Bond chaos in spin glasses revealed through thermal boundary conditions

TL;DR

This paper investigates bond chaos in 3D spin glasses using thermal boundary conditions and population annealing Monte Carlo, revealing that bond chaos is stronger and shares scaling properties with temperature chaos.

Contribution

It introduces a generalized population annealing Monte Carlo method with thermal boundary conditions to study bond chaos in spin glasses, highlighting the relationship between bond and temperature chaos.

Findings

Bond and temperature chaos share the same scaling exponents.

Bond chaos is stronger than temperature chaos.

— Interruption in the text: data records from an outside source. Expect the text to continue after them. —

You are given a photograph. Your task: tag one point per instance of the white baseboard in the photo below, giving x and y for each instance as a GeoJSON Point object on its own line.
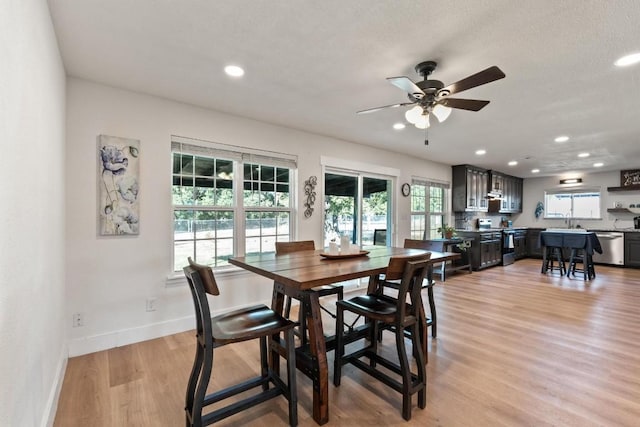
{"type": "Point", "coordinates": [51, 406]}
{"type": "Point", "coordinates": [91, 344]}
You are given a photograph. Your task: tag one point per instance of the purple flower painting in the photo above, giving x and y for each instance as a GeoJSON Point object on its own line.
{"type": "Point", "coordinates": [118, 186]}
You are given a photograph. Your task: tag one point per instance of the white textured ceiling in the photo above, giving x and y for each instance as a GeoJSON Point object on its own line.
{"type": "Point", "coordinates": [311, 65]}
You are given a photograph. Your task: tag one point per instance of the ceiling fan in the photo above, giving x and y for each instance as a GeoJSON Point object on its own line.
{"type": "Point", "coordinates": [431, 96]}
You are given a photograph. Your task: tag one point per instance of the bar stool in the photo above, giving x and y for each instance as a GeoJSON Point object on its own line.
{"type": "Point", "coordinates": [579, 256]}
{"type": "Point", "coordinates": [380, 310]}
{"type": "Point", "coordinates": [257, 322]}
{"type": "Point", "coordinates": [554, 253]}
{"type": "Point", "coordinates": [425, 245]}
{"type": "Point", "coordinates": [324, 290]}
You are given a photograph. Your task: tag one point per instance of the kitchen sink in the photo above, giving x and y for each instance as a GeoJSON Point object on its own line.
{"type": "Point", "coordinates": [567, 230]}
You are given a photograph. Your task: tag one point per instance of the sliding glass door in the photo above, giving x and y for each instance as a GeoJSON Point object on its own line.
{"type": "Point", "coordinates": [358, 206]}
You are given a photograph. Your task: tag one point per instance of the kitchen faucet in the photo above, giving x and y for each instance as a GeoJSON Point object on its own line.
{"type": "Point", "coordinates": [567, 219]}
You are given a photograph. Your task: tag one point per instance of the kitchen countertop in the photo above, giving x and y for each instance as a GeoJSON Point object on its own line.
{"type": "Point", "coordinates": [490, 230]}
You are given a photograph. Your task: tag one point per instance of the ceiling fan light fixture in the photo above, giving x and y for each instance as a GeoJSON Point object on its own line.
{"type": "Point", "coordinates": [441, 112]}
{"type": "Point", "coordinates": [422, 122]}
{"type": "Point", "coordinates": [413, 115]}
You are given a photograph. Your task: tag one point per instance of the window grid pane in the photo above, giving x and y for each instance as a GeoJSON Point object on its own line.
{"type": "Point", "coordinates": [203, 198]}
{"type": "Point", "coordinates": [428, 210]}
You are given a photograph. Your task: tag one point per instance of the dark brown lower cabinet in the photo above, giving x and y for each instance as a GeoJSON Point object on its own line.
{"type": "Point", "coordinates": [632, 249]}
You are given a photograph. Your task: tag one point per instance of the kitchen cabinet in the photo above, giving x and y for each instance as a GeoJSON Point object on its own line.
{"type": "Point", "coordinates": [520, 244]}
{"type": "Point", "coordinates": [533, 251]}
{"type": "Point", "coordinates": [632, 249]}
{"type": "Point", "coordinates": [511, 189]}
{"type": "Point", "coordinates": [469, 189]}
{"type": "Point", "coordinates": [486, 248]}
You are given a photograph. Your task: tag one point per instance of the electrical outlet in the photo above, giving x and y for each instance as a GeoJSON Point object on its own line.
{"type": "Point", "coordinates": [78, 320]}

Thermal boundary conditions effectively reveal chaotic phenomena.

Abstract

Spin glasses have competing interactions that lead to a rough energy landscape which is highly susceptible to small perturbations. These chaotic effects strongly affect numerical simulations and, as such, gaining a deeper understanding of chaos in spin glasses is of much importance. The use of thermal boundary conditions is an effective approach to study chaotic phenomena. Here, we generalize population annealing Monte Carlo, combined with thermal boundary conditions, to study bond chaos due to small perturbations in the spin-spin couplings of the three-dimensional Edwards-Anderson Ising spin glass. We show that bond and temperature-induced chaos share the same scaling exponents and that bond chaos is stronger than temperature chaos.